THE SOURCES OF COFFEE’S VALUE IN THE MARKET (AND ITS IMPACT AT ORIGIN)
Mr. Rhinehart’s comments–and the whole of Symposium–were focused on two related ideas: (1.) coffee’s future depends on industry’s ability to generate more value for the people who grow it and harvest it, and (2.) industry’s can most reliably drive more value to source if it can position coffee to command more value from consumers. Mr. Rhinehart’s contribution to the conversation was not, mostly, focused on coffee, but on what coffee might learn from wine in this regard.

He told the tale of two bottles of wine featuring the same grape varieties–one that retails for around $18 and another that sells for $275–and explored the factors that account for the difference in value. There is a clear difference in the intrinsic quality of the two wines, but the quality gap doesn’t fully explain the price gap, Mr. Rhinehart insists. Consumers pay different prices for them because they experience the two wines differently.

What constitutes a consumer experience is tricky stuff. It may be as much about perception as reality, which means we may need to pair the rigor of coffee science at World Coffee Research with something as robust in he area of consumer research.

Mr. Rhinehart suggests that information about the provenance of wine (and coffee) plays a central role in creating the perception of quality. But service and the consumer space are also critical aspects of the value storyline. Mr. Rhinehart owns one of the $275 bottles of wine that starred in his story. When he is ready to uncork it, he will do so with people he loves. And he seek just the right place for the experience–one that combines good hardware (the right glasses, the right decanter) and great software (a sommelier who knows and delights in his craft) in a physical space that will unlock the full value of that bottle of wine. Coffee, he argues, must make this migration from beverage to experience if it wishes to command more market value.

THE VOCABULARY OF VALUE
I heard in Mr. Rhinehart’s presentation echoes of the one that Oliver Strand of The New York Times delivered to a Let’s Talk Coffee audience in El Salvador last year. Like Mr. Rhinehart, Mr. Strand invoked the example of wine to illuminate a way forward for coffee. Mr. Strand focused his comments particularly on communication–the kinds of vocabulary that might help evoke the ideas of the consumer experience Mr. Rhinehart describes.

Mr. Strand held up the “three vees” of wine as an example of an effective and elegant approach to communicating value: vineyard, variety and vintage.
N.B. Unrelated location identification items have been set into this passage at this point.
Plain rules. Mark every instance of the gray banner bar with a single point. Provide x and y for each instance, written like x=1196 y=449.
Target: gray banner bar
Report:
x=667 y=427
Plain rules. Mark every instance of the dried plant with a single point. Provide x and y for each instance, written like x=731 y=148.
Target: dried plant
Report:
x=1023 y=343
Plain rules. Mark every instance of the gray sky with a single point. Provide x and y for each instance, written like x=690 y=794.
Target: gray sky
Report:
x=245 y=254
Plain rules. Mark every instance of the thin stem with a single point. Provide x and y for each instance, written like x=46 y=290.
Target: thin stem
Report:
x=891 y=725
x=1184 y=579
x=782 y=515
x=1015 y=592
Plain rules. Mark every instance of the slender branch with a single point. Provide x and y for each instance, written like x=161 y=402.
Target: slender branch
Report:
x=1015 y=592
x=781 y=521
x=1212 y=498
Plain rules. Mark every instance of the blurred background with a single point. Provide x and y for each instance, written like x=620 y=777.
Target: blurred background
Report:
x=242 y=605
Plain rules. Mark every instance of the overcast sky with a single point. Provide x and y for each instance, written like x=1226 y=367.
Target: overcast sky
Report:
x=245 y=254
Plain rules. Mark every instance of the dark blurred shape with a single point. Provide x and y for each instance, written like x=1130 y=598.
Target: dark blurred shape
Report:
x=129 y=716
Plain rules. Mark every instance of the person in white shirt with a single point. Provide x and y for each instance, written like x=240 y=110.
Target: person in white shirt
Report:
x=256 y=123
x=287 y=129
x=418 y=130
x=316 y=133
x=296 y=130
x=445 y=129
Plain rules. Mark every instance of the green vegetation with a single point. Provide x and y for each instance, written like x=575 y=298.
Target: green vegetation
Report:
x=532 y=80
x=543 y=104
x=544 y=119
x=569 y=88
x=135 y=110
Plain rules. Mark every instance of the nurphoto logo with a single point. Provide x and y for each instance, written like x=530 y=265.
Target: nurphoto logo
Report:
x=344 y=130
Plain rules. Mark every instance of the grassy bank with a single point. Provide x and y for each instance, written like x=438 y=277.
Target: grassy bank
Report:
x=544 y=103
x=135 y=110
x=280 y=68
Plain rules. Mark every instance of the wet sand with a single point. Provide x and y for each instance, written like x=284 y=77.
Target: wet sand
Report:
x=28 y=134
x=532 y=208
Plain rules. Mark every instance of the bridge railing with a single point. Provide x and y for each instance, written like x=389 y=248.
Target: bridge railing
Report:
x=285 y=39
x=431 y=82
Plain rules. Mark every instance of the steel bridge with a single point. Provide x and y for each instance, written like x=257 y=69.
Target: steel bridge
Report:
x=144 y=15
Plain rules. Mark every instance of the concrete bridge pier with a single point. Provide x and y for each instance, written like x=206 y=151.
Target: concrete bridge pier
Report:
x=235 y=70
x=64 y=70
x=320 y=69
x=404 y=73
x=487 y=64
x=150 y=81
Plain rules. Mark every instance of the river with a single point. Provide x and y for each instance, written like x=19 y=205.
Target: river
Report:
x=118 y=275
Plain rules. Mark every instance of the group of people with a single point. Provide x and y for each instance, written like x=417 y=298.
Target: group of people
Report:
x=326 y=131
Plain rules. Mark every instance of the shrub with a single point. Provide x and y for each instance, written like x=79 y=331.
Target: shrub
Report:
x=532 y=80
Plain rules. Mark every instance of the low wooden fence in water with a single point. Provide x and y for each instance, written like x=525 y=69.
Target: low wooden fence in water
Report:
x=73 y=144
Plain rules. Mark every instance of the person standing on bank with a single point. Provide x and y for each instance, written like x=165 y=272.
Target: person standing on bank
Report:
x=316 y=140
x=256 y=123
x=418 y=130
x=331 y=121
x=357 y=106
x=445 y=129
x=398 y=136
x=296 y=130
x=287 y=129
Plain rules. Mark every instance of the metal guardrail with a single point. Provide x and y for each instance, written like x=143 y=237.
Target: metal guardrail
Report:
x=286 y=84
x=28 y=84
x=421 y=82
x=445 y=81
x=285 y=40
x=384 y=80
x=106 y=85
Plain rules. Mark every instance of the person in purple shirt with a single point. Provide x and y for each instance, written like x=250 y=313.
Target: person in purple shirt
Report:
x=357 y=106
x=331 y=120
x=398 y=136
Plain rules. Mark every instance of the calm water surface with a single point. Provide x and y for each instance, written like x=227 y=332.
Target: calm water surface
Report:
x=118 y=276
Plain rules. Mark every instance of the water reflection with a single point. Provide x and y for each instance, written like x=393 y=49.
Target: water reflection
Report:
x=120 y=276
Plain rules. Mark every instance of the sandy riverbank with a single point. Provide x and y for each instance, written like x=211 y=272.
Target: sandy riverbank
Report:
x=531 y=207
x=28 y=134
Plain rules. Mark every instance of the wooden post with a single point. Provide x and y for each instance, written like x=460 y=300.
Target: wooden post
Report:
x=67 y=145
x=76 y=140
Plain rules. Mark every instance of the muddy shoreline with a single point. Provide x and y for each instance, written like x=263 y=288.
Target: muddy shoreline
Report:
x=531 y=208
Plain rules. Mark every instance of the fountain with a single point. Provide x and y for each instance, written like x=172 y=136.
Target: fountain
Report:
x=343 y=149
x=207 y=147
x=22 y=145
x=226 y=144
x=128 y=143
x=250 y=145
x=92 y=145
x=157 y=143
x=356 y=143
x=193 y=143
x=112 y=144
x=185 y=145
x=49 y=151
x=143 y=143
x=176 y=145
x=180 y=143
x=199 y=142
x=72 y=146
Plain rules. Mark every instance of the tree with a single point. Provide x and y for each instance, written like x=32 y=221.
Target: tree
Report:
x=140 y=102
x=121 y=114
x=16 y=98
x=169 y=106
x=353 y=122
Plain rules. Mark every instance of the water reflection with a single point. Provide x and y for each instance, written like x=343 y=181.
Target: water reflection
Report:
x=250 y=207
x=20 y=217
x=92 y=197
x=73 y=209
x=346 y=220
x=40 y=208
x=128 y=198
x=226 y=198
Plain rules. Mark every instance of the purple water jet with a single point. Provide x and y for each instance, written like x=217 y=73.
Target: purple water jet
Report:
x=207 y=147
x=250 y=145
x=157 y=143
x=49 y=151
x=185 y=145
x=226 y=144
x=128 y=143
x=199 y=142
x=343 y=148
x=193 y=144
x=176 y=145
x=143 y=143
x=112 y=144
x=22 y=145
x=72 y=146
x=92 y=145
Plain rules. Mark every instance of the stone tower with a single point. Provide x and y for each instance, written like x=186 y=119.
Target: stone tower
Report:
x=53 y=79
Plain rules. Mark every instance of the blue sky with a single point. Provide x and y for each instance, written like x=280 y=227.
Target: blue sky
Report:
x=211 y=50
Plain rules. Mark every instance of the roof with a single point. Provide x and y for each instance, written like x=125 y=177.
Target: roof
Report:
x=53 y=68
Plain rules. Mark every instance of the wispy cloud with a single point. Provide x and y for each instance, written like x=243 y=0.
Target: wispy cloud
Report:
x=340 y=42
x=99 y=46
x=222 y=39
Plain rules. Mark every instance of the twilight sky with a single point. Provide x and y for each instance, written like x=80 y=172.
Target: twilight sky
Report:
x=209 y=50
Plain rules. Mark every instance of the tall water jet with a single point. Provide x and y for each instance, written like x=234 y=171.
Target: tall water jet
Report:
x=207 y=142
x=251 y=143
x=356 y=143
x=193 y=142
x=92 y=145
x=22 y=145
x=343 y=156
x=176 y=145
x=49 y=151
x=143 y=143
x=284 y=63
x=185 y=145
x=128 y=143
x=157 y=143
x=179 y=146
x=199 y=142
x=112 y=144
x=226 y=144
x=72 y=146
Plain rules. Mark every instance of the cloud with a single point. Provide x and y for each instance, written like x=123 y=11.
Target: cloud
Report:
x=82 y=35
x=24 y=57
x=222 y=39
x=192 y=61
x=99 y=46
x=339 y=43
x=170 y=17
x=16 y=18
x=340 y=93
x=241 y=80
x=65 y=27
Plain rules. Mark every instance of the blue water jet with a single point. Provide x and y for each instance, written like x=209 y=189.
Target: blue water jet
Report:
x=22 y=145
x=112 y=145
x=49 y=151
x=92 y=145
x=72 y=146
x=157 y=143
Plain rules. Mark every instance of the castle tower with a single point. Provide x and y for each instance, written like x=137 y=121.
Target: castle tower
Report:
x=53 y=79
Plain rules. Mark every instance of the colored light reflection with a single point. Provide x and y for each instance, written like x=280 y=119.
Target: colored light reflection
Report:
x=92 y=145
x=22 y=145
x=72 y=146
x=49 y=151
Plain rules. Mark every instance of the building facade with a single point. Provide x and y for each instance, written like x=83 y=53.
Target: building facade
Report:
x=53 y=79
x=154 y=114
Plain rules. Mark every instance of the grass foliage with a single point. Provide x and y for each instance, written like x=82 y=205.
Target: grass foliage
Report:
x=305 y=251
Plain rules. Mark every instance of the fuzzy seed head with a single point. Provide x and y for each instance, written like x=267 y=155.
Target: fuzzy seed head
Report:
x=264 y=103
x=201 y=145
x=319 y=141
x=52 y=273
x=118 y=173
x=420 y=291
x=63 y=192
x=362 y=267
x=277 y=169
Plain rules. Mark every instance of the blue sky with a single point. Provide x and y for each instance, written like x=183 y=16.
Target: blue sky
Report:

He suggested coffee may opt instead for three Rs, and wonders whether it may have already two of them in roaster and region. (He thinks the emphasis on relationships that has characterized lots of the Direct Trade communications–the potential third R–misses the mark. He said, memorably, that knowing who raised his pig doesn’t make his pork taste better.)

Whether or not you agree with the three-R recipe, it seems clear that we are still searching for a vocabulary that will help us communicate more effectively to consumers the sources of the value we create together. Whatever words we do decide to use, we need to charge them with meaning and infuse them with the kinds of associations to which consumers will assign greater value.

THE ULTIMATE PRE-COMPETITIVE COLLABORATION?
Repositioning coffee to command more value is a decidedly market-facing affair. But that doesn’t mean it is only for market-based actors.

Coffee’s storyline, like coffee itself, starts on farms in the coffeelands. If that storyline is going to change, everyone along the chain, from growers to baristas, have to work from the same new script.

Besides, everyone in the coffee trade stands to benefit from enrichment of the consumer experience that effectively increase coffee’s value. It may be the surest way to address the issues I have spilled so much ink on here over the past few years–seasonal hunger, coffee leaf rust, water resource management, incentives for quality and, more recently, farmworker rights. This is an effort that should meet with chainwide cooperation, not just from different kinds of actors performing different supply-chain functions, but also among competitors performing the same functions. It may be the ultimate pre-competitive collaboration.